Scientists have been working to improve lithium-ion battery technology for years. And with the recent spate of fires from smartphones, hoverboards, and laptops, I’m fairly certain that research in this area has ramped up significantly. A quick search of Ceramic Tech Today yields dozens of articles, all describing some of the latest achievements in lithium battery research.

Now, a new development has emerged from a research team at Drexel University that would significantly reduce the chances of a battery malfunction. Yury Gogotsi, Distinguished University and Bach professor at the College of Engineering, and his team of researchers from the Department of Materials Science and Engineering developed a process using nanodiamonds to curb the growth of dendrites in lithium batteries.

Dendrites are those pesky growths—like unwanted vines growing in your garden—that form inside a battery due to the constant flow of ions when the battery is in use or being charged. Over a period of time, dendrites can grow enough to break through the battery’s separator, joining positive and negative into one large short-circuited fire.

Nanodiamonds, carbon-based particles 10,000 times narrower than a human hair, have found their calling in a number of applications, including automotive lubricants, polishing compounds, and even skincare products. In fact, Gogotsi has already been experimenting with nanodiamonds for drug delivery applications.

According to Drexel’s news release, one way to minimize dendrite formation is to use a lithium-filled graphite electrode, as opposed to a pure lithium electrode. Graphite prevents dendrite formation but doesn’t hold as much energy as pure lithium. So your choice is either no dendrite formation and a battery with less energy storage, or a battery with higher energy storage and the chance of dendrite formation.

Gogotsi and team solved this dilemma by adding nanodiamonds to the battery’s electrolyte. Because lithium ions like nanodiamonds, they join together in an orderly manner as they’re plating the electrode. According to the paper, “lithium prefers to adsorb onto nanodiamond surfaces with a low diffusion energy barrier, leading to uniformly deposited lithium arrays.”

Dendrite formation (left column) can result in lithium battery malfunctions. Adding nanodiamonds to the electrolyte creates order and prevents dendrite formation. Credit: Drexel University.
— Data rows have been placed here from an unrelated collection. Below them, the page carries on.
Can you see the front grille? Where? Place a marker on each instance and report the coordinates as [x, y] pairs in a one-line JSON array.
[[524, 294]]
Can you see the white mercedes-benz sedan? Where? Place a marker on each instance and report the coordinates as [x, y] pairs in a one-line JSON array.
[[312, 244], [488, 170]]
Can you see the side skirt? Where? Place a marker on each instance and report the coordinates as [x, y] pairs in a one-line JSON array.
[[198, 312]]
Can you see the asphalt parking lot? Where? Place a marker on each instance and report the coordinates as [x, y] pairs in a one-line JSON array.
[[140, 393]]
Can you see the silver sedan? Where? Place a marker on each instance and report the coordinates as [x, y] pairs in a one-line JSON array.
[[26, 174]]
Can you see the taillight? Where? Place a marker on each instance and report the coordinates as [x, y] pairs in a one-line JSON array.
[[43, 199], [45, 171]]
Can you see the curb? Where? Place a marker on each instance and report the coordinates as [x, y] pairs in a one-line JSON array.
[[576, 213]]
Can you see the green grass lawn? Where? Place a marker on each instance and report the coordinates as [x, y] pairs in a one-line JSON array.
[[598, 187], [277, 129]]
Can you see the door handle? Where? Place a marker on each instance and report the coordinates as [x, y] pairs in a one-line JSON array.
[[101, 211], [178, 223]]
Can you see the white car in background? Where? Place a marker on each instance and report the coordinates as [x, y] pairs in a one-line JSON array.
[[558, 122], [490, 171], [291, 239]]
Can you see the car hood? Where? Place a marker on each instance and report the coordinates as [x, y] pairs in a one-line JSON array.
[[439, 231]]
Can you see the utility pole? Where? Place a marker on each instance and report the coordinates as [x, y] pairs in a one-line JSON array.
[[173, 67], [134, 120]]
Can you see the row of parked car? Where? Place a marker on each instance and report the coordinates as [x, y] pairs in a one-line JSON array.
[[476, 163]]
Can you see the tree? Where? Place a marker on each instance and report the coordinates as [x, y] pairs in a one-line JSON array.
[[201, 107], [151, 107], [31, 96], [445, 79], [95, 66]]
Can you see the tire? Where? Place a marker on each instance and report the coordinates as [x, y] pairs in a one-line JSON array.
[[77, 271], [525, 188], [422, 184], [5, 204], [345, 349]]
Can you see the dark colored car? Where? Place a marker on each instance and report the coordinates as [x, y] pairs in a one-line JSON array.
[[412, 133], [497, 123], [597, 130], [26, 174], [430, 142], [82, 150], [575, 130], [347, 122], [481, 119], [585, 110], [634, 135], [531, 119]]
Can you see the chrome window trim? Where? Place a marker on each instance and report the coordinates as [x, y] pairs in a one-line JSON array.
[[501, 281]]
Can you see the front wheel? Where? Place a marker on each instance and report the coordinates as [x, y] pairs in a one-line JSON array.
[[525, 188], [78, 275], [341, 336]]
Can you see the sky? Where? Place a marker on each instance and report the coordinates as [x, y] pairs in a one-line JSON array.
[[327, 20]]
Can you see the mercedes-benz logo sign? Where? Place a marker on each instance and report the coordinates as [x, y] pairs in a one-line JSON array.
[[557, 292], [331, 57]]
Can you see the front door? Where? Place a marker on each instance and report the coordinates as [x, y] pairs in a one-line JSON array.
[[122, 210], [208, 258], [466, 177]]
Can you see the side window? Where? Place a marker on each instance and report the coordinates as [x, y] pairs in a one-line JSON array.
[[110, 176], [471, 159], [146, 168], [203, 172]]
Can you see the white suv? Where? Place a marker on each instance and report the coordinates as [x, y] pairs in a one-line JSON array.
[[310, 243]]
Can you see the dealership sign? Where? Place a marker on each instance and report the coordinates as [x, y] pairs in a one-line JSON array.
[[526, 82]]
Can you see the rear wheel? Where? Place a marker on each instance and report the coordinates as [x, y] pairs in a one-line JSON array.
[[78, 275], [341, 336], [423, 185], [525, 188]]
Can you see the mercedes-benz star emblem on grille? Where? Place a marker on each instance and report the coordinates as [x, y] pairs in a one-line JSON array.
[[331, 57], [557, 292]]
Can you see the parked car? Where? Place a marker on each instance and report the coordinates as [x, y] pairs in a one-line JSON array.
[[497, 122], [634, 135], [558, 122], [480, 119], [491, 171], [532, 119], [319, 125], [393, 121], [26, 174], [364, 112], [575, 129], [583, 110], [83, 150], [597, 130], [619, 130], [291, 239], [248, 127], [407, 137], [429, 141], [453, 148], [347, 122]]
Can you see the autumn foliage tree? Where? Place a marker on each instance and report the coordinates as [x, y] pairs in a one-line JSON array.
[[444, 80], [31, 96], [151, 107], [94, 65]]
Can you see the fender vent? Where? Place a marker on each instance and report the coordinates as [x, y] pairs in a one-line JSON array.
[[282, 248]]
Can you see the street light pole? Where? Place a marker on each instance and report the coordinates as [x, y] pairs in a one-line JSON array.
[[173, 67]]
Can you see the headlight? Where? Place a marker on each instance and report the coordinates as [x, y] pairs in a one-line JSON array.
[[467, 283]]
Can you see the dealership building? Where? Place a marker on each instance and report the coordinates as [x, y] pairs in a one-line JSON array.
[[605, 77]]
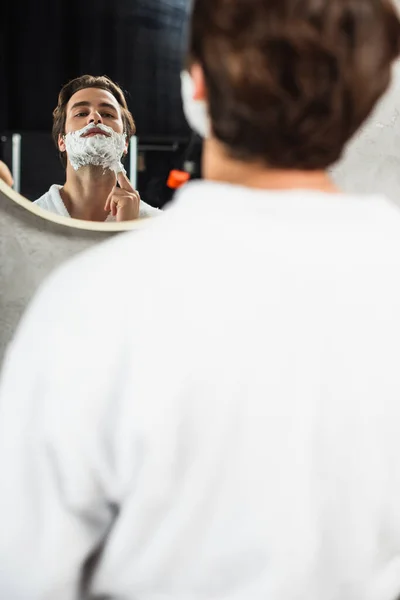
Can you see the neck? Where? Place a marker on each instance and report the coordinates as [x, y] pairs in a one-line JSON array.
[[218, 166], [85, 192]]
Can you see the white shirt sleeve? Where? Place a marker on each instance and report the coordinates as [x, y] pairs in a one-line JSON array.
[[54, 507]]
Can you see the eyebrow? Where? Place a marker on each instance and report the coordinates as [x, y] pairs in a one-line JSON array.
[[85, 103]]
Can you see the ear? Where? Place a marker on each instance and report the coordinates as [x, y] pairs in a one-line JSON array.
[[61, 143], [199, 85]]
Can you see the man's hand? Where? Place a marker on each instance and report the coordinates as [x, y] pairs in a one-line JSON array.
[[5, 174], [123, 202]]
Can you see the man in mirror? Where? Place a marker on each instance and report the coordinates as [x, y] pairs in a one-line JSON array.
[[92, 127]]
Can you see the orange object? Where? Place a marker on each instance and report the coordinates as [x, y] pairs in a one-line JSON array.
[[177, 178]]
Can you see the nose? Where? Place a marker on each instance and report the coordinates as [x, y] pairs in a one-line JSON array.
[[95, 117]]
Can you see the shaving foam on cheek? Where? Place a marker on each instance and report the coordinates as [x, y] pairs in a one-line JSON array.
[[98, 150]]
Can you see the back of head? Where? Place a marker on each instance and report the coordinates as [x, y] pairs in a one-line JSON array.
[[290, 81]]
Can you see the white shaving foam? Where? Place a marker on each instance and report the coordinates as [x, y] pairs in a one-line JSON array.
[[99, 150]]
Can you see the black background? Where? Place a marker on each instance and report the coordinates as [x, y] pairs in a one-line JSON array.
[[140, 44]]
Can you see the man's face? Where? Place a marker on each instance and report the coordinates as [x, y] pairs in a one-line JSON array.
[[92, 106]]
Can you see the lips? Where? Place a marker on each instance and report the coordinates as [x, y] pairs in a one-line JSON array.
[[95, 131]]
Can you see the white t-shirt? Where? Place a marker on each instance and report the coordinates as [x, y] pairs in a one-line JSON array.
[[215, 401], [52, 202]]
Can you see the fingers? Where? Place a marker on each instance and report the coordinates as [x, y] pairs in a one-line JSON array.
[[107, 206], [5, 174], [124, 182]]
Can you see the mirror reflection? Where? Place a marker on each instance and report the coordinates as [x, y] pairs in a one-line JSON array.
[[92, 127], [142, 58]]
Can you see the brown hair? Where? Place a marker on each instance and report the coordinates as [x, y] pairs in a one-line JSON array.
[[81, 83], [290, 81]]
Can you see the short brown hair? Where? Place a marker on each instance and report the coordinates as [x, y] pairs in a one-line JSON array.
[[81, 83], [290, 81]]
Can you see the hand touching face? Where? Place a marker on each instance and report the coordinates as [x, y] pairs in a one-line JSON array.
[[124, 201], [5, 174]]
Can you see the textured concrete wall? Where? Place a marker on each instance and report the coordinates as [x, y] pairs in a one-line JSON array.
[[372, 160]]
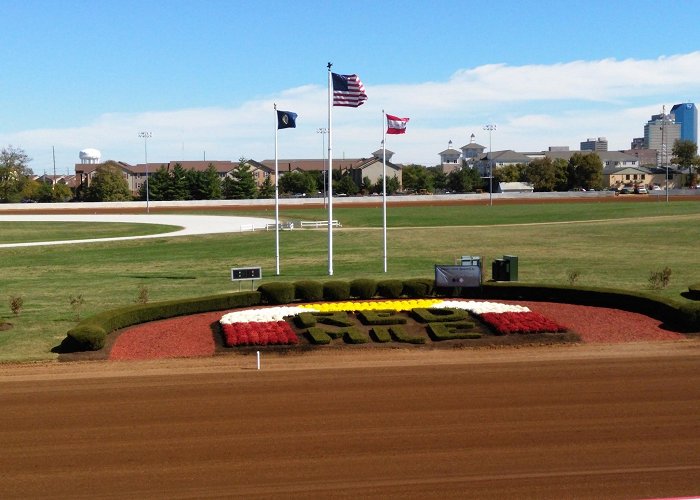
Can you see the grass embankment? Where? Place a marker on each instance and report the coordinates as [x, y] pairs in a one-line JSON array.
[[613, 245]]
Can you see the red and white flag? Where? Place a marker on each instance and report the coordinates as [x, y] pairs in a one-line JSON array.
[[396, 125]]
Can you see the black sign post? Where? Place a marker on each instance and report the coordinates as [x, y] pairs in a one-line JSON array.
[[245, 273]]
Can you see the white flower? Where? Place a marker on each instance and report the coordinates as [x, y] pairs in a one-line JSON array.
[[480, 307], [262, 315]]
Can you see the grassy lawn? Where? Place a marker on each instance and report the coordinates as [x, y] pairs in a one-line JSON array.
[[19, 232], [610, 244]]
After 100 cycles of charging and discharging, the researchers found that nanodiamonds contributed to the formation of uniform lithium ion deposits and suppression of dendrite formation. This is a huge breakthrough for lithium-ion batteries—however, Gogotsi believes this is only the beginning of exploring electrolyte additives.

“It’s potentially game-changing, but it is difficult to be 100% certain that dendrites will never grow,” Gogotsi says in the release. “To ensure safety, additives to electrolytes, such as nanodiamonds, need to be combined with other precautions, such as using non-flammable electrolytes, safer electrode materials, and stronger separators.

“It’s important to remember that additives suppressing dendrite growth should be combined with more sturdy separators and other safety features to exclude the chance of a short-circuit,” he writes in an email.

Future applications

Besides the obvious—smartphones and laptops—Gogotsi suggests the process can initially be used in less critical applications. “New materials and technologies are usually introduced in applications that have smaller volumes and more tolerance to risk,” he adds. “We envision that this approach can be used in small coin cell batteries, in applications that require a shorter cyclic lifetime (home tools), or military applications where much better performance justifies some risks. When proven safe and scaled-up during use in niche applications, the technology may spread out to large-volume applications as well.”

The paper, published in Nature Communications, is “Nanodiamonds suppress the growth of lithium dendrites” (DOI: 10.1038/s41467-017-00519-2).